Words Matter: A Catholic Civility

September 6, 2018

SpiritBlog

Anne Weyandt

Anne Weyandt

By Anne Weyandt

Here’s an idea to consider as the school year begins.

Let’s encourage more students to pay close attention to civility as an essential component of our Catholic identity.

As a nation, we need to prepare our learners at all levels to problem-solve and shape practical solutions; to find common ground; and to achieve meaningful discourse and inclusivity, with compassion, gracefulness and dignity.

To do these things, we need people for whom words matter. We need people who put the needs of ‘the dear neighbor’ before their own. We need people who think clearly and act with conviction and civility.

Our world is in desperate need of reflective individuals whose words and actions will profoundly influence the nature and content—the civility—of our public life. As Pope Francis wisely reminds us, ‘securing the common good and human dignity [is] the ultimate aim of politics, and political life’.

Thanks to our parents and our teachers, many of us are readers and writers for whom respect and reverence for the word runs deep and true, and is inextricably bound to the Word–our Catholic identity.

Civility is profound manifestation of the Word. Our individual choice of respectful words and meaningful deeds tangibly manifests Christ’s presence in our world. These choices—at whatever age level, in every stage of learning and life—can and should express the preferential option for the poor and the solidarity that is the essence of our One-ness with the Other.

This commitment to civility means that we stand against bullies, and bullying. It means that as teachers, we encourage our learners to engage deeply and respectfully with classmates that express cultural and faith traditions that differ from theirs. And it means that young adults must accept the fundamental expectation of civility in our democratic republic, the obligation to vote thoughtfully, with a focus on building up our society and our world, as contrasted with tearing it apart with words and deeds of hate and disrespect.

It is our job as educators, committed to a deep Catholic identity in our classrooms and communities, to ensure that the practice of civility is learned. By observing Saint Teresa of Calcutta, who lived the words of the beloved Latin hymn, ubi caritas et amor Deo ibi est [where charity and love exist, God is there], learners of all ages and faith traditions learn how to see and to believe. And act, with compassion and awareness of the inherent dignity of all.

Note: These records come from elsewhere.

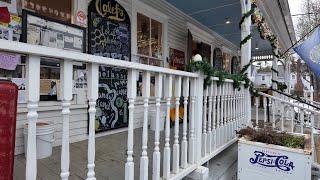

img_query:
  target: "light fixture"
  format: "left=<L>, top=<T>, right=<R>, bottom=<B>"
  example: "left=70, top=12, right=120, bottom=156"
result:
left=192, top=54, right=202, bottom=62
left=226, top=18, right=231, bottom=24
left=254, top=43, right=259, bottom=50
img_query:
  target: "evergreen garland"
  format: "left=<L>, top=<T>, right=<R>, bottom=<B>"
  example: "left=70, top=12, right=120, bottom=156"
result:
left=187, top=59, right=258, bottom=96
left=240, top=34, right=252, bottom=47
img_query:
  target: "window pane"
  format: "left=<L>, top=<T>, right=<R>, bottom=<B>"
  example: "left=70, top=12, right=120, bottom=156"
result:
left=151, top=19, right=162, bottom=58
left=137, top=13, right=150, bottom=56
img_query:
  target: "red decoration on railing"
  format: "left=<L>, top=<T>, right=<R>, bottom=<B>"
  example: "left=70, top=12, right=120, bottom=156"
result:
left=0, top=80, right=18, bottom=180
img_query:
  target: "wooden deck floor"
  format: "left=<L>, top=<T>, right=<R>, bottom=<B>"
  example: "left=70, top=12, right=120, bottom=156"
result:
left=14, top=125, right=192, bottom=180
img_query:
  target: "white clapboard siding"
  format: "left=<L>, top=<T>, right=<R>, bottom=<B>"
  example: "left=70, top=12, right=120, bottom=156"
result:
left=15, top=102, right=164, bottom=155
left=140, top=0, right=237, bottom=52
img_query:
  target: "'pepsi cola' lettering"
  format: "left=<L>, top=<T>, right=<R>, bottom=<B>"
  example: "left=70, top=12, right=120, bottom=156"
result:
left=250, top=151, right=294, bottom=172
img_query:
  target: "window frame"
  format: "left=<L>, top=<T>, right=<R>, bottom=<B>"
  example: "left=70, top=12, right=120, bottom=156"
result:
left=131, top=0, right=169, bottom=67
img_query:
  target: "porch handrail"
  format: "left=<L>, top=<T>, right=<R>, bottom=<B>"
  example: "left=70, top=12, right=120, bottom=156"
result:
left=268, top=88, right=320, bottom=110
left=0, top=39, right=199, bottom=78
left=258, top=92, right=320, bottom=114
left=0, top=39, right=248, bottom=180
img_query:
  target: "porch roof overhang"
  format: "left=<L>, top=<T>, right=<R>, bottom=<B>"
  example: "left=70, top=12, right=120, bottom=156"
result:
left=166, top=0, right=296, bottom=55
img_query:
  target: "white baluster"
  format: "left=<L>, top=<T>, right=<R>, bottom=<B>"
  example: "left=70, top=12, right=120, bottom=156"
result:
left=172, top=76, right=181, bottom=174
left=216, top=85, right=222, bottom=147
left=207, top=84, right=213, bottom=153
left=256, top=97, right=260, bottom=127
left=220, top=84, right=225, bottom=145
left=87, top=63, right=99, bottom=180
left=125, top=69, right=138, bottom=180
left=263, top=97, right=267, bottom=125
left=241, top=85, right=245, bottom=127
left=188, top=78, right=197, bottom=164
left=152, top=73, right=162, bottom=180
left=140, top=71, right=150, bottom=180
left=222, top=83, right=228, bottom=144
left=201, top=87, right=208, bottom=156
left=230, top=84, right=237, bottom=138
left=236, top=89, right=242, bottom=129
left=60, top=60, right=73, bottom=180
left=181, top=77, right=189, bottom=168
left=281, top=102, right=284, bottom=131
left=26, top=55, right=40, bottom=180
left=291, top=106, right=296, bottom=133
left=212, top=81, right=218, bottom=150
left=163, top=75, right=172, bottom=179
left=310, top=112, right=316, bottom=162
left=272, top=100, right=276, bottom=129
left=227, top=83, right=232, bottom=141
left=300, top=109, right=304, bottom=134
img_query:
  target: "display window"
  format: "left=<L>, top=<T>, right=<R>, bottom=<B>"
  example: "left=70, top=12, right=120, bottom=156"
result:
left=192, top=40, right=211, bottom=62
left=223, top=53, right=231, bottom=73
left=137, top=13, right=163, bottom=66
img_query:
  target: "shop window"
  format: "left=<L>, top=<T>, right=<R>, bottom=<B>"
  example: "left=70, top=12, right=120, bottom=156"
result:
left=22, top=0, right=72, bottom=23
left=192, top=41, right=211, bottom=62
left=40, top=59, right=60, bottom=101
left=137, top=13, right=163, bottom=66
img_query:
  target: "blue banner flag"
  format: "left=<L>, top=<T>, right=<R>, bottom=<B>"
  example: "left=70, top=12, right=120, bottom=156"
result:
left=294, top=27, right=320, bottom=78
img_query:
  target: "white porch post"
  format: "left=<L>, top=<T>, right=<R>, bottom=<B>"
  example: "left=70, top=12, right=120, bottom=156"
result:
left=140, top=71, right=150, bottom=180
left=194, top=73, right=204, bottom=162
left=152, top=73, right=162, bottom=180
left=87, top=63, right=99, bottom=180
left=172, top=76, right=181, bottom=174
left=26, top=55, right=40, bottom=180
left=60, top=60, right=73, bottom=180
left=125, top=69, right=137, bottom=180
left=240, top=0, right=252, bottom=126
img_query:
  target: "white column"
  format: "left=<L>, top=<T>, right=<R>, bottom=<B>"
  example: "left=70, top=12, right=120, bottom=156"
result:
left=221, top=83, right=227, bottom=145
left=195, top=73, right=204, bottom=163
left=26, top=55, right=40, bottom=180
left=188, top=78, right=197, bottom=164
left=216, top=85, right=221, bottom=147
left=263, top=97, right=267, bottom=123
left=172, top=76, right=181, bottom=174
left=152, top=73, right=162, bottom=180
left=125, top=69, right=138, bottom=180
left=201, top=87, right=208, bottom=156
left=240, top=0, right=252, bottom=126
left=87, top=63, right=99, bottom=180
left=140, top=71, right=150, bottom=180
left=207, top=84, right=213, bottom=153
left=58, top=60, right=73, bottom=180
left=181, top=77, right=189, bottom=168
left=163, top=75, right=172, bottom=179
left=212, top=81, right=218, bottom=150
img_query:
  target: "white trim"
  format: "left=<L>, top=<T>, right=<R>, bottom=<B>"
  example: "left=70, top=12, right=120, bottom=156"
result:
left=131, top=0, right=169, bottom=66
left=187, top=22, right=215, bottom=45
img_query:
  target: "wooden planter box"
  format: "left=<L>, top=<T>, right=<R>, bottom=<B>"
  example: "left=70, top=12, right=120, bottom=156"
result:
left=238, top=135, right=312, bottom=180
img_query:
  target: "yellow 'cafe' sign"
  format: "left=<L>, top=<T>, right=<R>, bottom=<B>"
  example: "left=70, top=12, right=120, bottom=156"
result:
left=96, top=0, right=126, bottom=21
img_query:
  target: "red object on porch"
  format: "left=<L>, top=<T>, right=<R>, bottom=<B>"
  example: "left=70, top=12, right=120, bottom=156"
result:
left=0, top=80, right=18, bottom=180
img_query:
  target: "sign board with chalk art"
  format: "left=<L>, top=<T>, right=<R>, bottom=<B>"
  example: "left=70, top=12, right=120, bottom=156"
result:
left=88, top=0, right=131, bottom=132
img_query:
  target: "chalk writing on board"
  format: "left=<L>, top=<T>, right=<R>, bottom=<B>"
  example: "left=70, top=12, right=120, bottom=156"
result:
left=88, top=0, right=131, bottom=132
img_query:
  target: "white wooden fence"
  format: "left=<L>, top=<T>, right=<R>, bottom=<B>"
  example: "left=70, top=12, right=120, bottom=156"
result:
left=0, top=40, right=250, bottom=180
left=255, top=92, right=320, bottom=161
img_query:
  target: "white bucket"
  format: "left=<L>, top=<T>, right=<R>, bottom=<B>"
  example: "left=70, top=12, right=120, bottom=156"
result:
left=23, top=122, right=54, bottom=159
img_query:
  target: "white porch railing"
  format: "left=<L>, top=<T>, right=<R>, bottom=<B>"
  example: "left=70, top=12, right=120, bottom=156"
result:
left=255, top=92, right=320, bottom=160
left=0, top=40, right=250, bottom=180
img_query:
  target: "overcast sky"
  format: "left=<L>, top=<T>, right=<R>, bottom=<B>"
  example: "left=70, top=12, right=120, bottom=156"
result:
left=288, top=0, right=303, bottom=34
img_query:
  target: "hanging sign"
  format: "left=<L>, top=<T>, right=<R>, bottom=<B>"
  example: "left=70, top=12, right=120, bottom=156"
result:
left=88, top=0, right=131, bottom=132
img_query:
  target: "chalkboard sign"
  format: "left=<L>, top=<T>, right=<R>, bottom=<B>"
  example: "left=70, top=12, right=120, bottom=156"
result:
left=231, top=56, right=240, bottom=74
left=213, top=48, right=223, bottom=70
left=88, top=0, right=131, bottom=61
left=96, top=66, right=129, bottom=132
left=88, top=0, right=131, bottom=132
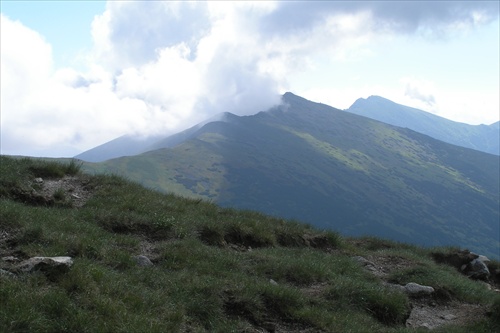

The practice of civility is aspirational. Young Malala Yousafzai, courageously doing all of which woman is capable under threat of terror and personal harm, exemplifies fully present and engaged servant leadership, in the here and in the now.

And ultimately, practicing civility is enduring; it is our life’s work. Civility is demonstrated in attitudes and behaviors that reflect honesty and justice when we are confronted by hatred or intolerance. As former First Lady Michelle Obama reminds us, “When they go low, we go high.” That’s civility–a thoughtful and informed choice of words and deeds expressing our shared dedication to an honest, just and joyous common life.

Fidelity to civility—seeing and believing and choosing to speak out and work for the common good, right here and right now, must be our hope for our common future as a nation. It is a hope we must inspire our students of all ages to embrace as a fundamental expression of our Catholic identity.

Weyandt is the vice chair of the St. Pascal Baylon Catholic School board and associate provost of the College for Adults at St. Catherine University in St. Paul.